Reconstructing Close Human Interaction with Appearance and Proxemics Reasoning¶

Conference: CVPR 2025
arXiv: 2507.02565
Code: https://www.buzhenhuang.com/works/CloseApp.html
Area: 3D Vision / Human Reconstruction
Keywords: Human Interaction Reconstruction, 3D Gaussian Splatting, Proxemics Prior, Dual-Branch Optimization, Close Interaction

TL;DR¶

This paper proposes a dual-branch optimization framework that reconstructs accurate 3D poses, natural interaction relationships, and plausible body contacts of close human interactions from monocular in-the-wild videos by combining human appearance constraints (3D Gaussian Splatting), a proxemics diffusion prior, and physical constraints, achieving state-of-the-art (SOTA) performance on Hi4D and 3DPW.

Background & Motivation¶

Background: 3D human pose estimation has made tremendous progress in recent years, but existing methods still struggle when dealing with close human interactions. Single-person methods focus only on pose accuracy and image-to-mesh alignment, while multi-person methods focus on interpenetration and the rationality of spatial distribution. Both neglect the critical physical contacts and proxemic relationships in close interactions. The few methods dedicated to close-range interactions (such as BUDDI, CloseInt) rely either on detected 2D human semantics or high-quality indoor interaction data.
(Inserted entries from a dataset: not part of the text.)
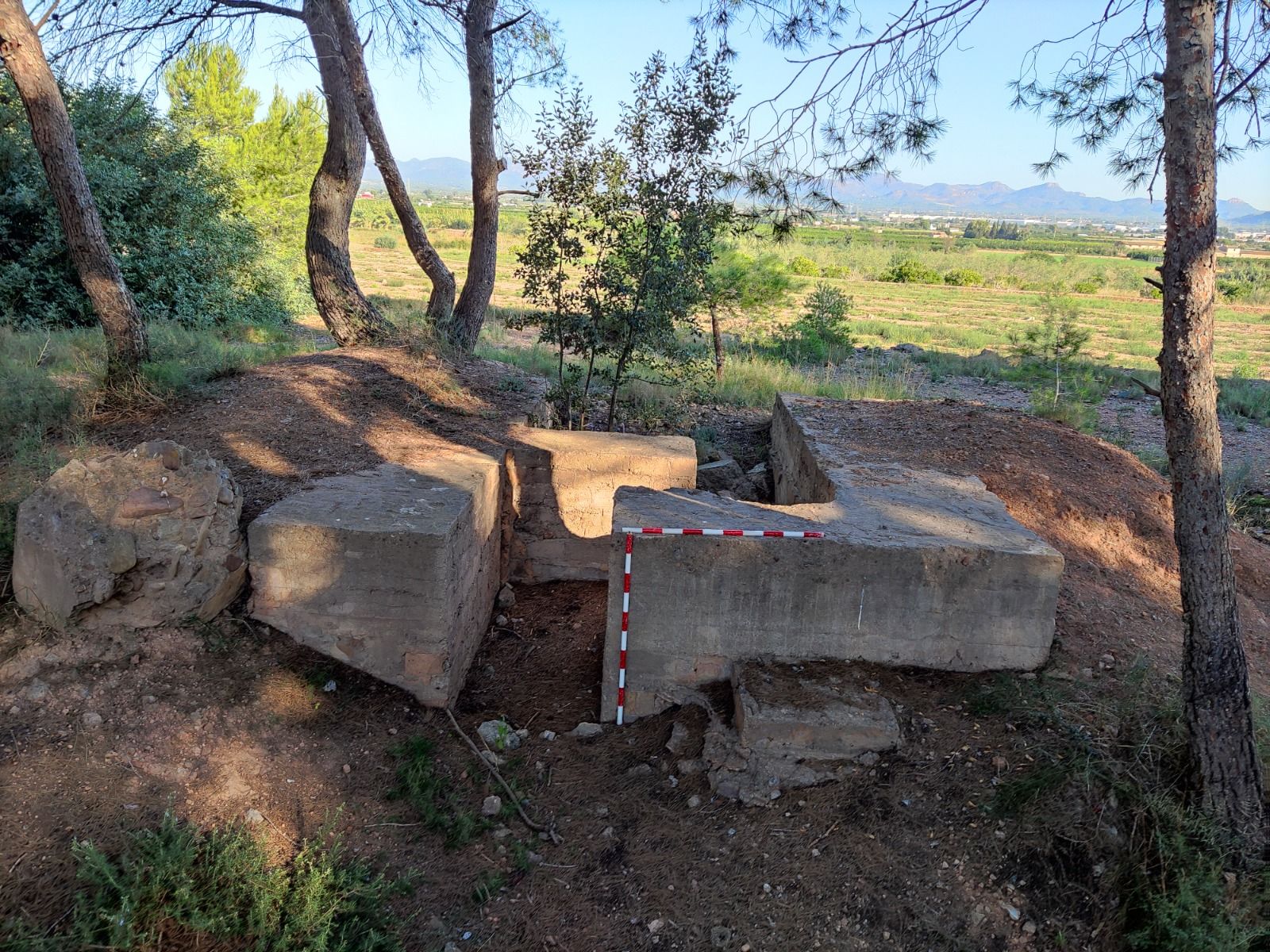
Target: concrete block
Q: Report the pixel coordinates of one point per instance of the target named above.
(393, 570)
(562, 492)
(812, 711)
(918, 568)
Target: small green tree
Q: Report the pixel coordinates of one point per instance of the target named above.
(565, 169)
(737, 282)
(822, 333)
(1056, 342)
(662, 213)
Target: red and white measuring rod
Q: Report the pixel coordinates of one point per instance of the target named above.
(632, 532)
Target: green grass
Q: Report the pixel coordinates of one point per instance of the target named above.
(431, 795)
(51, 386)
(181, 886)
(1126, 750)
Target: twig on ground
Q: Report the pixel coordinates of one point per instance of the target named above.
(525, 818)
(1147, 387)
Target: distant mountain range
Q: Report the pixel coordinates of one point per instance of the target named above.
(992, 200)
(997, 200)
(444, 173)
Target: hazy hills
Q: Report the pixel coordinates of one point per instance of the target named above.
(992, 200)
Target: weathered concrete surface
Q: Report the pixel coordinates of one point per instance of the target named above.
(562, 494)
(813, 711)
(137, 539)
(393, 570)
(918, 568)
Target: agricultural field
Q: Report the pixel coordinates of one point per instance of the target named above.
(1110, 292)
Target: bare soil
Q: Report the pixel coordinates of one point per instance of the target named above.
(221, 719)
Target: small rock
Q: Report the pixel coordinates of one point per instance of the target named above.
(36, 691)
(679, 738)
(499, 735)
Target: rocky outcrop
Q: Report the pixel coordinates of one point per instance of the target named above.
(135, 539)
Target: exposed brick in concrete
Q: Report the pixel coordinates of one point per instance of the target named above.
(918, 568)
(563, 486)
(393, 570)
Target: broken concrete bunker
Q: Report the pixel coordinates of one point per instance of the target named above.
(397, 570)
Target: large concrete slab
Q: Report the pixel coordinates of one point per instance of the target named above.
(918, 568)
(393, 570)
(563, 486)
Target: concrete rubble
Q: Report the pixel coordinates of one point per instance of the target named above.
(137, 539)
(916, 568)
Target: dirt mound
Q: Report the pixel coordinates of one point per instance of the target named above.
(1109, 516)
(286, 423)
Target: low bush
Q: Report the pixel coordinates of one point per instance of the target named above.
(908, 270)
(963, 277)
(804, 267)
(181, 886)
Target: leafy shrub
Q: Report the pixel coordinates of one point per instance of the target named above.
(908, 270)
(963, 277)
(804, 267)
(822, 333)
(220, 889)
(188, 258)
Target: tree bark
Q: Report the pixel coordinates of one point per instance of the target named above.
(127, 347)
(718, 342)
(441, 302)
(349, 317)
(464, 328)
(1226, 768)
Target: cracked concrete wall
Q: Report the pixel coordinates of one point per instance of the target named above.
(393, 570)
(918, 568)
(563, 486)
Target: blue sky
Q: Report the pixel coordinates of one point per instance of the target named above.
(607, 40)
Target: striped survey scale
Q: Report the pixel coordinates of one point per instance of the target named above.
(632, 532)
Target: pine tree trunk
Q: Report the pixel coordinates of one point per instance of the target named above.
(441, 302)
(349, 317)
(718, 342)
(464, 329)
(1226, 770)
(127, 347)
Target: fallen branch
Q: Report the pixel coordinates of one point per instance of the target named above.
(512, 795)
(1147, 387)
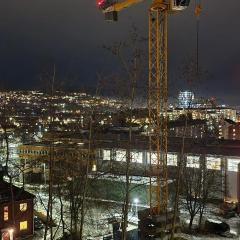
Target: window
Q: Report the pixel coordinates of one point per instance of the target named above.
(120, 155)
(136, 157)
(23, 207)
(5, 213)
(23, 225)
(172, 159)
(213, 163)
(106, 154)
(233, 164)
(193, 161)
(152, 158)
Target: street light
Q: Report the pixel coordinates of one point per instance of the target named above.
(136, 201)
(10, 231)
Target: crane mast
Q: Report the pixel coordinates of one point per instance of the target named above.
(157, 96)
(157, 107)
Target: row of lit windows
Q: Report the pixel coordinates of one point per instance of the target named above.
(212, 163)
(33, 152)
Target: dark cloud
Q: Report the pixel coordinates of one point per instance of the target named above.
(70, 33)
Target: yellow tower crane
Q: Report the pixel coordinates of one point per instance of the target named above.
(158, 90)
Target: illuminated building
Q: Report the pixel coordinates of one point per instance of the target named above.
(185, 99)
(22, 224)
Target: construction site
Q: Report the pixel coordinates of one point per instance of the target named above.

Limitations of Prior Work: Close human interaction scenes present severe visual ambiguity and inter-person occlusion. Even state-of-the-art large foundation models (such as SAM, ViTPose++) fail to accurately segment or keypoint human semantics of two people in close contact—keypoint detectors give unreliable 2D keypoints, and segmentation models cannot correctly separate the two closely touching individuals. Regression-based methods (such as CloseInt) rely on indoor scene data for training and experience a significant drop in performance when generalizing to in-the-wild scenes.

Key Challenge: Depth ambiguity and visual ambiguity make it extremely difficult to infer the 3D configuration of close interactions from 2D observations. Traditional optimization methods easily fall into local optima, while feedforward regression methods lack generalization capability to in-the-wild scenes.
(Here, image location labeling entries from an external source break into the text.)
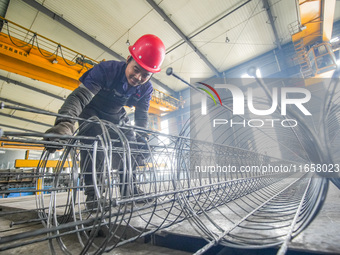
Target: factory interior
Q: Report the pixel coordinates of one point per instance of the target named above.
(241, 154)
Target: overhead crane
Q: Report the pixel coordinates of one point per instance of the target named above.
(311, 39)
(43, 59)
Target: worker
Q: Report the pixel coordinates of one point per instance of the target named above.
(103, 92)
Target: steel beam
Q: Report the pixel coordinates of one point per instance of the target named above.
(78, 31)
(272, 23)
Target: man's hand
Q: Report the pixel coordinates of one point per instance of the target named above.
(62, 128)
(142, 157)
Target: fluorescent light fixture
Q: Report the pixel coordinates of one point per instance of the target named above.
(335, 39)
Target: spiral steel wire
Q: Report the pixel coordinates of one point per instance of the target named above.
(242, 209)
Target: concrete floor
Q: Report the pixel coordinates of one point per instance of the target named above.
(321, 236)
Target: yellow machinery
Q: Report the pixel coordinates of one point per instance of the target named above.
(311, 41)
(27, 53)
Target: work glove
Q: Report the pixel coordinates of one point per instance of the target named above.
(62, 128)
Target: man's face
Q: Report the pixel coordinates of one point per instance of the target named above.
(135, 74)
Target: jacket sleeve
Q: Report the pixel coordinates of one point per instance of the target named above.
(74, 104)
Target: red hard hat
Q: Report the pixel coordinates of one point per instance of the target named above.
(149, 52)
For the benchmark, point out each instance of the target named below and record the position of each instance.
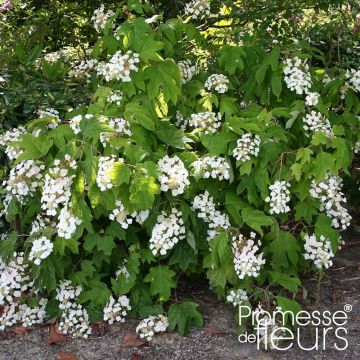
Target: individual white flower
(237, 297)
(318, 250)
(10, 136)
(215, 167)
(279, 197)
(331, 199)
(204, 205)
(247, 146)
(316, 122)
(101, 17)
(152, 325)
(312, 99)
(119, 66)
(297, 77)
(217, 82)
(67, 224)
(167, 232)
(174, 175)
(116, 311)
(208, 122)
(187, 70)
(198, 9)
(247, 258)
(41, 249)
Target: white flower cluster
(205, 206)
(152, 325)
(53, 114)
(115, 97)
(75, 122)
(84, 69)
(217, 82)
(247, 259)
(41, 249)
(115, 311)
(181, 122)
(297, 77)
(23, 181)
(198, 9)
(246, 147)
(103, 178)
(208, 122)
(331, 199)
(124, 218)
(74, 318)
(7, 138)
(167, 232)
(101, 17)
(353, 77)
(237, 297)
(319, 251)
(119, 66)
(215, 167)
(57, 186)
(120, 126)
(312, 99)
(187, 70)
(316, 122)
(279, 197)
(174, 175)
(67, 224)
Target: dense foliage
(173, 146)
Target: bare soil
(218, 339)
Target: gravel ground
(217, 340)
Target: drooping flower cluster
(198, 9)
(24, 179)
(187, 70)
(41, 249)
(247, 146)
(208, 122)
(68, 223)
(318, 250)
(116, 311)
(124, 218)
(74, 318)
(331, 199)
(119, 66)
(312, 99)
(152, 325)
(316, 122)
(215, 167)
(57, 186)
(101, 17)
(103, 178)
(279, 197)
(10, 136)
(174, 175)
(297, 77)
(237, 297)
(217, 82)
(353, 79)
(247, 258)
(206, 210)
(167, 232)
(53, 114)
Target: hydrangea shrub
(229, 168)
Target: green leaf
(101, 243)
(183, 316)
(161, 280)
(256, 219)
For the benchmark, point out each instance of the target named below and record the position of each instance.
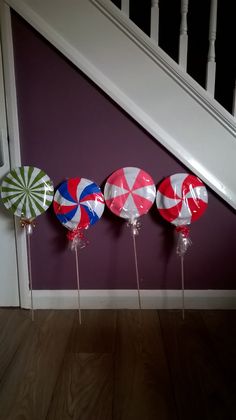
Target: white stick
(30, 273)
(136, 268)
(78, 283)
(182, 281)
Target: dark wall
(68, 128)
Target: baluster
(125, 7)
(155, 20)
(211, 64)
(183, 38)
(234, 101)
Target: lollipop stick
(136, 268)
(30, 273)
(77, 277)
(182, 281)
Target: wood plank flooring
(117, 365)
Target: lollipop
(78, 203)
(27, 192)
(129, 193)
(182, 199)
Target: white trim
(128, 299)
(14, 139)
(191, 142)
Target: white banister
(155, 20)
(183, 38)
(125, 7)
(234, 101)
(211, 63)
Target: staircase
(145, 81)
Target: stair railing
(183, 40)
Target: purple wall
(68, 127)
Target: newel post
(211, 63)
(183, 37)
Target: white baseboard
(128, 299)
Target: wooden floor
(131, 365)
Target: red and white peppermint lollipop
(129, 192)
(181, 199)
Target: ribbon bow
(29, 224)
(77, 237)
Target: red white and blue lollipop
(78, 203)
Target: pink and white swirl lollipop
(181, 199)
(129, 193)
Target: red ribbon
(76, 233)
(184, 230)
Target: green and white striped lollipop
(27, 192)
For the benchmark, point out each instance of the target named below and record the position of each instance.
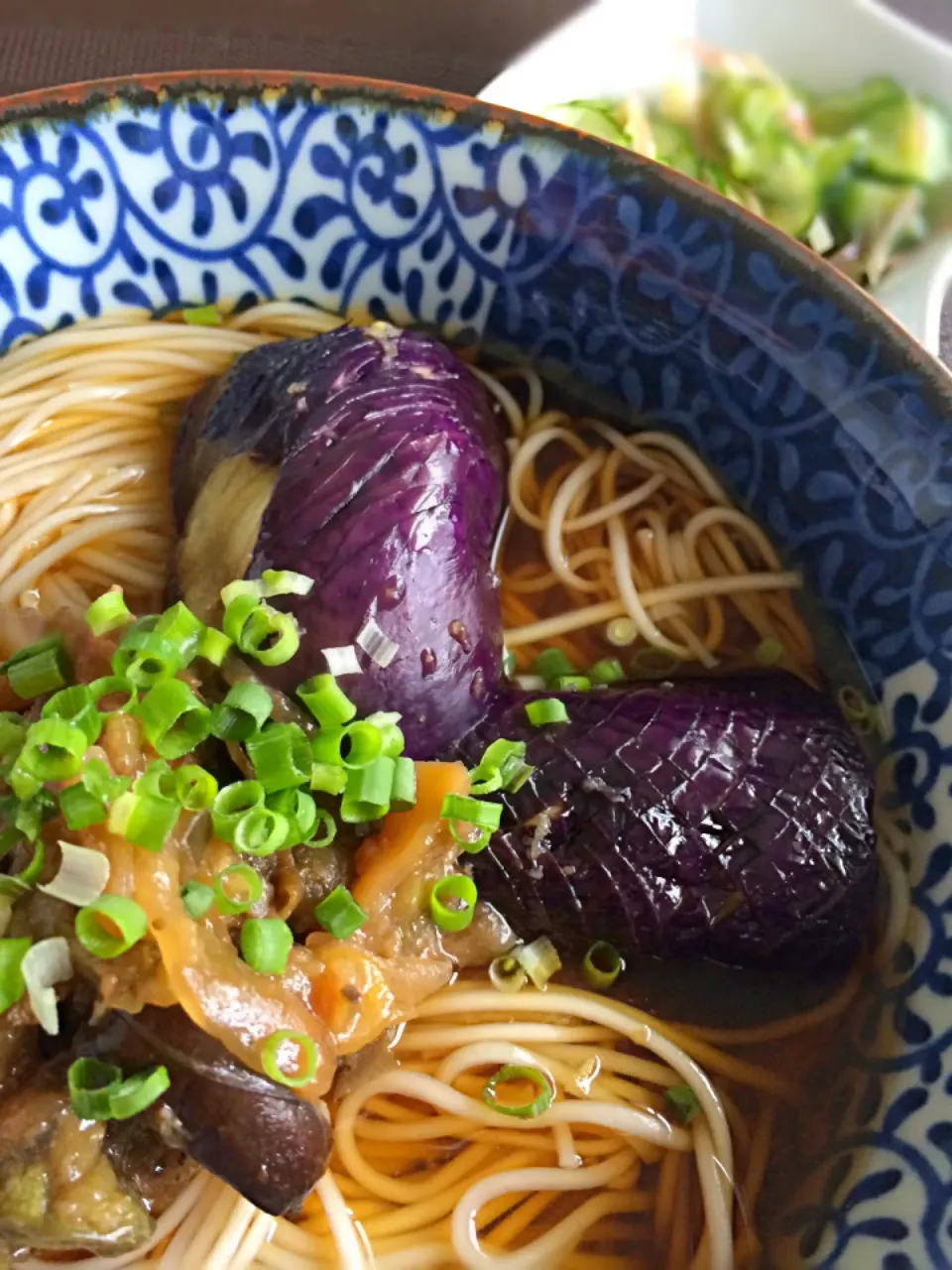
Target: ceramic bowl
(656, 302)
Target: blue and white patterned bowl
(654, 299)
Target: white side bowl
(616, 48)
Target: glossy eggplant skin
(389, 492)
(724, 820)
(257, 1135)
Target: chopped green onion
(202, 316)
(180, 626)
(682, 1102)
(368, 792)
(40, 668)
(261, 832)
(13, 731)
(546, 710)
(144, 657)
(572, 684)
(108, 686)
(99, 1092)
(81, 876)
(607, 670)
(44, 965)
(158, 780)
(391, 737)
(75, 705)
(621, 631)
(12, 985)
(461, 890)
(266, 944)
(525, 1110)
(356, 746)
(327, 779)
(281, 756)
(231, 804)
(108, 612)
(339, 913)
(290, 1058)
(238, 888)
(770, 651)
(539, 960)
(261, 631)
(404, 794)
(602, 965)
(330, 706)
(54, 749)
(111, 926)
(80, 808)
(195, 789)
(461, 811)
(173, 719)
(299, 811)
(552, 665)
(506, 974)
(213, 645)
(197, 898)
(244, 711)
(144, 820)
(330, 829)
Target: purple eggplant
(724, 820)
(372, 461)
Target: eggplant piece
(370, 460)
(254, 1134)
(724, 820)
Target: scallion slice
(281, 757)
(81, 875)
(326, 701)
(173, 719)
(54, 749)
(539, 960)
(231, 804)
(99, 1092)
(44, 965)
(40, 668)
(261, 832)
(12, 985)
(682, 1102)
(290, 1058)
(607, 670)
(144, 820)
(524, 1110)
(546, 710)
(108, 612)
(197, 898)
(212, 645)
(195, 789)
(238, 888)
(404, 793)
(339, 913)
(368, 792)
(111, 926)
(144, 657)
(75, 705)
(244, 711)
(453, 902)
(602, 965)
(266, 944)
(356, 746)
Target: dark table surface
(456, 45)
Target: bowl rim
(150, 87)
Goal: To design a framework capable of working in diverse in-the-wild environments that simultaneously reconstructs accurate human poses, natural interactive spatial relationships, and plausible physical contacts.

Key Insight: The authors find that human appearance can provide direct cues to resolve visual ambiguity and occlusion. By modeling human appearance and rendering it back to the image plane, depth ordering relationships and image-to-mesh alignment can be directly inferred using raw RGB images without relying on unreliable 2D semantic detection.

Core Idea: Simultaneously reconstruct human motion and appearance, substituting unreliable 2D semantic constraints with appearance rendering constraints, and cooperating with interaction priors learned by diffusion models to achieve robust reconstruction of close interactions.

Method¶

Overall Architecture¶

Given a monocular in-the-wild video showing a close interaction between two individuals, the framework operates in two stages. First, a diffusion model is trained to learn prior knowledge of human interaction behaviors and poses. Then, the trained diffusion model and two optimizable tensors are integrated into a dual-branch optimization framework: the Motion Branch utilizes the diffusion model to generate and fine-tune interactive motions, while the Appearance Branch decodes the optimizable tensors into Gaussian UV maps via a U-Net to reconstruct the human appearance. The two branches are jointly optimized, constrained by appearance, 2D keypoints, interpenetration penalties, and smoothness constraints.

Key Designs¶

Proxemic Prior:
- Function: Provides pose and interaction prior knowledge, mitigating depth ambiguity and local optima issues.
- Mechanism: Adopt a diffusion model to iteratively denoise from noise to generate clean two-person motion. The model is conditioned on 2D keypoints and image features, using Transformer blocks to process features, where features of the two individuals share information via cross-attention. Two masking strategies are used during training: (1) randomly masking partial frames to learn temporal dependencies; (2) completely masking the input of one person to force the model to generate reactive actions from the other. The loss function includes reprojection loss, SMPL parameter loss, 3D joint position loss, velocity loss, and interaction distance loss \(\mathcal{L}_{int} = \||J^a_{3D} - J^b_{3D}| - |\hat{J}^a_{3D} - \hat{J}^b_{3D}|\|^2\).
- Design Motivation: Unlike existing interaction priors (such as BUDDI), this model simultaneously receives 2D observations and utilizes temporal information to infer 3D interactions, making it robust to occlusions through masking strategies. Fine-tuning the network parameters (instead of directly modifying the motion itself) during the optimization phase allows for better control of the output and leverages the pretrained knowledge.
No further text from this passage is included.